Ibbenbüren baut für fünf Schüler eine 23-Millionen-Hauptschule – warum eigentlich?
Janos NeureutherIbbenbüren baut für fünf Schüler eine 23-Millionen-Hauptschule – warum eigentlich?
Ibbenbüren plant Neubau für Hauptschule – trotz extrem geringer Schülerzahlen
Die Stadt Ibbenbüren (rund 50.000 Einwohner) will für 23 Millionen Euro einen Neubau für ihre Hauptschule errichten – obwohl die Schülerzahlen dramatisch niedrig sind. Für das Schuljahr 2025/2026 haben sich bisher nur fünf Kinder angemeldet, wobei jährlich mit Nachmeldungen gerechnet wird. Die meisten lokalen Parteien unterstützen das Vorhaben, nur eine Fraktion lehnt es ab.
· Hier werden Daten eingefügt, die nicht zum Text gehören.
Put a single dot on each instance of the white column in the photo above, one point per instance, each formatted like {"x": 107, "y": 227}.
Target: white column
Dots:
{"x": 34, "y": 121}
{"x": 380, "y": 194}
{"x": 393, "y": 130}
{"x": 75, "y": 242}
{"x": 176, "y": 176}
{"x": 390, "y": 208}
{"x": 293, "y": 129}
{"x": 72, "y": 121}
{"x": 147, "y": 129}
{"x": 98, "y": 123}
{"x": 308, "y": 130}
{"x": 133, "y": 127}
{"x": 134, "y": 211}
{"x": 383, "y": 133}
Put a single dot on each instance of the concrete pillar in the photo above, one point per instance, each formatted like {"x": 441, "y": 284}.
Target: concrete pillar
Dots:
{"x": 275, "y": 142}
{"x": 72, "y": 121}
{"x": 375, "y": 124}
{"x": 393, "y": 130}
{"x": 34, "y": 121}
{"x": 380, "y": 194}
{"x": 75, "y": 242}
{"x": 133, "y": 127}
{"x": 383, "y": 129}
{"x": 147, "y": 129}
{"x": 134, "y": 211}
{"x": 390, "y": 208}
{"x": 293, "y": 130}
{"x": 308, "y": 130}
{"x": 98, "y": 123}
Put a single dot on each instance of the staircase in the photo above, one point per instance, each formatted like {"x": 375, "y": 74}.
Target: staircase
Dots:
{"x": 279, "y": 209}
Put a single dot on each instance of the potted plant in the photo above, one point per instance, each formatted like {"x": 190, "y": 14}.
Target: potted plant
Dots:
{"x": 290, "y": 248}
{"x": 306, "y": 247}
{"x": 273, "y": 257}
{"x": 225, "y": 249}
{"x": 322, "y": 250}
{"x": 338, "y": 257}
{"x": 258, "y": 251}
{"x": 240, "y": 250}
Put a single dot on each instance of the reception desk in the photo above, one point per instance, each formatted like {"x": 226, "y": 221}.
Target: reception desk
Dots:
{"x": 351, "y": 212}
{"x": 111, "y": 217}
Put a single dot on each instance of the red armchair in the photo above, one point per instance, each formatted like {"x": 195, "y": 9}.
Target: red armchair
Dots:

Aktuell verfügt Ibbenbüren über zwei Gymnasien, eine katholische Realschule sowie eine Gesamtschule, die pro Jahrgangsstufe auf vier Züge begrenzt ist. Eltern fordern seit Langem ein längeres gemeinsames Lernen und die Möglichkeit, dass leistungsschwächere Schüler das Abitur an ihrer Schule erwerben können. Die bestehende Gemeinschafts-Hauptschule nimmt vor allem geflüchtete Kinder, Quereinsteiger und Schüler mit Förderbedarf auf und versteht sich als "inklusive Lernschule".
Der Neubau soll die beiden bisherigen Teilstandorte der Gemeinschafts-Hauptschule zusammenführen. Die Fertigstellung ist für 2030 geplant. Zwar hat die Schule bereits eine Zertifizierung erhalten, doch monierten Prüfer Schwächen im Umgang mit Störungen im Unterricht sowie bei der Differenzierung des Lernstoffs.
Engagement trotz Herausforderungen Maria Frank, eine ehemalige Lehrerin und Mitwirkende der Initiative AG Stolpersteine ERNA, unterrichtete einst Kunst an einer freien Schule. Ihr Werdegang spiegelt das bildungspolitische Engagement in der Region wider – auch wenn die Hauptschule mit sinkenden Anmeldezahlen kämpft.
Mit breiter politischer Rückendeckung wird das 23-Millionen-Projekt nun umgesetzt. Nach der Fertigstellung sollen alle schulischen Abläufe der Hauptschule unter einem Dach gebündelt werden. Ihre Zukunft hängt davon ab, mehr Schüler zu gewinnen, ohne dabei den inklusiven Ansatz aufzugeben.